= Albert S. Axelrad =

American rabbi (1938–2026)

Albert S. Axelrad (October 22, 1938 – September 18, 2026) was an American Reform rabbi, author, educator and community leader. He fostered the American Jewish counterculture of the 1960s-1980s. Axelrad also served as Jewish chaplain at Brandeis University and Executive Director of its B'nai B'rith Hillel Foundation from 1965 to 1999.

== Early life and career ==
Albert Sidney Axelrad was born in Brooklyn, New York City on October 22, 1938. He attended the Yeshivah of Flatbush and then earned a BA in sociology at Columbia University. He received an MA and, in 1965, rabbinic ordination from Hebrew Union College–Jewish Institute of Religion in New York.

As Hillel director at Brandeis, Axelrad pioneered a number of programs that were adopted widely in American Jewish life, leading one student to dub him a "Jewish impresario." The annual Jewish Arts Festival introduced there became a part of Hillel programming around North America. Under Axelrad's leadership, the Berlin Chapel, the Jewish chapel at Brandeis, for several years housed the office of the young Jewish counterculture's quarterly magazine Response: A Contemporary Jewish Review, which had been founded by Jewish students in New York in 1967. His commitment to pluralism in Jewish communal life earned him widespread respect, even among groups for whom his religious and political views were anathema. One official of the central Hillel Foundation organization described Axelrad in the 1980s as "not a Hillel director; the Hillel director."

Axelrad was one of the founders in 1968 of Havurat Shalom in Somerville, Massachusetts, which was originally envisioned as a "community seminary" to offer a new model of rabbinic training. The Brandeis student "egalitarian minyan" prayer groups, with Axelrad's active involvement, were among the earliest spinoffs of the new approach to Jewish prayer developed by Havurat Shalom.

When Axelrad understood that many adult members of the university community, especially women, had not celebrated their bar/bat mitzvah decades earlier, Axelrad arranged for the first "adult bar and bat mitzvah" training and celebrations in the early 1970s. He and his students and friends helped popularize the practice in all denominations of North American Judaism.

Beginning in the first years of his rabbinate, Axelrad advocated for rabbinic officiation at marriages of a Jew and a non-Jew, although only under limited circumstances. Noting that supportive non-Jewish spouses could be involved in raising Jewish children, he proposed that rabbis should be understanding of a non-Jewish partner's reluctance to convert to Judaism for any of a variety of reasons. For couples willing to raise Jewish children, Axelrad proposed that the cooperation and support of a rabbi at the outset of the marriage could be crucial in their decision to do so.

== Advocacy and other interests ==
Arriving at Brandeis as American involvement in the Vietnam War reached its peak, Axelrad became involved in advising students considering seeking conscientious objector status in the Selective Service military draft system. He was an active member of the Jewish Peace Fellowship. Axelrad came to describe himself not as a "pacifist" but as a "pacifoid," doing everything possible to avoid war, but also recognizing that in extreme cases war may be necessary.
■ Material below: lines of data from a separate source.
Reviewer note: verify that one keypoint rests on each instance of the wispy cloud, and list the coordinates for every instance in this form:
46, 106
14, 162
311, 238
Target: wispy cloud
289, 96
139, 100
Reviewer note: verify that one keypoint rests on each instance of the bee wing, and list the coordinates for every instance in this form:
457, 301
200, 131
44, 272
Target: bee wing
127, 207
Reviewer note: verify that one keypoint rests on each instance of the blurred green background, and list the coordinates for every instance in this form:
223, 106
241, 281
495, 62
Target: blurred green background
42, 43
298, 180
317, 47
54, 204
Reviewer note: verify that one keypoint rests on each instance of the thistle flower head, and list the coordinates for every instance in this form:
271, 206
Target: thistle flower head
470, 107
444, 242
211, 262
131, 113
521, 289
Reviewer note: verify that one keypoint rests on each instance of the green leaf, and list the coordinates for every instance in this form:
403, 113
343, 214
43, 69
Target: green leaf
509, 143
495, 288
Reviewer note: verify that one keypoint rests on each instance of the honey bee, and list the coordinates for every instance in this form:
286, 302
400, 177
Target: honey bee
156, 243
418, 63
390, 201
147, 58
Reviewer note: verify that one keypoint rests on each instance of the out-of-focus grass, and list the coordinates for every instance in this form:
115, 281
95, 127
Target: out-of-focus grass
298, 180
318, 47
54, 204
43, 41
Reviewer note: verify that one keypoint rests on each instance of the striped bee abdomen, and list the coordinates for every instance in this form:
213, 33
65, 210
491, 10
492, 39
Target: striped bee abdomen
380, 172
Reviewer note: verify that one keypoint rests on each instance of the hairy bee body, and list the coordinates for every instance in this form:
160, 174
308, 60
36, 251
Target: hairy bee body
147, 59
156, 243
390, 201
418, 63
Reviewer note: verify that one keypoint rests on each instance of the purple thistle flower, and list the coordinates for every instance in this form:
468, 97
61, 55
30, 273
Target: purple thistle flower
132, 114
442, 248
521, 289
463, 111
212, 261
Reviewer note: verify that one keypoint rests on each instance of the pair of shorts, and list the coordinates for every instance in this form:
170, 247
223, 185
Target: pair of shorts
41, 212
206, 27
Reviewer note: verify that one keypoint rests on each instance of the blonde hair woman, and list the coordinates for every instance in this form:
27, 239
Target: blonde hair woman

Another area of Axelrad's political advocacy was in the movement for divestment from South Africa as a way of pressuring the government there to abandon apartheid. He remained troubled by the anti-Israel bias of many who shared his divestment position.

From 1973 through 1977, Breira, the first national Jewish organization to advocate for the establishment of an independent Palestinian state alongside Israel, counted Axelrad among its leaders.

In the 1970s and 1980s, Axelrad was involved in the plight of Jews in the Soviet Union, who were unable to practice Judaism and also unable to emigrate. He made Brandeis University a center of activity in the Soviet Jewry Movement of those years. His 1978 trip to the Soviet Union, the first of two such journeys to visit refuseniks, is documented in a brief book he wrote, Refusenik: Voices of Struggle and Hope. He visited again, with a rabbinic colleague from Boston, in February, 1991.

Axelrad's interest in nonviolent resistance to tyranny led him to focus on the biblical midwives of the Hebrew women of Egypt, Shifra and Puah. He publicized one of two visits to Brandeis by Avital Sharansky during her efforts to free her husband Anatoly Shcharansky (later Natan Sharansky) from imprisonment in the Soviet Union led Axelrad to create the Shifra and Puah Award, presented annually by Brandeis Hillel.

After his retirement from Brandeis, Axelrad served as the founding director of the Center for Spiritual Life and adjunct professor of religion at Emerson College in Boston, and as a part-time chaplain at the Massachusetts Eye and Ear, a specialty hospital in Boston.

== Personal life and death ==
Axelrad, his wife Berta, and their children lived in Massachusetts. He died on September 18, 2026, at the age of 87.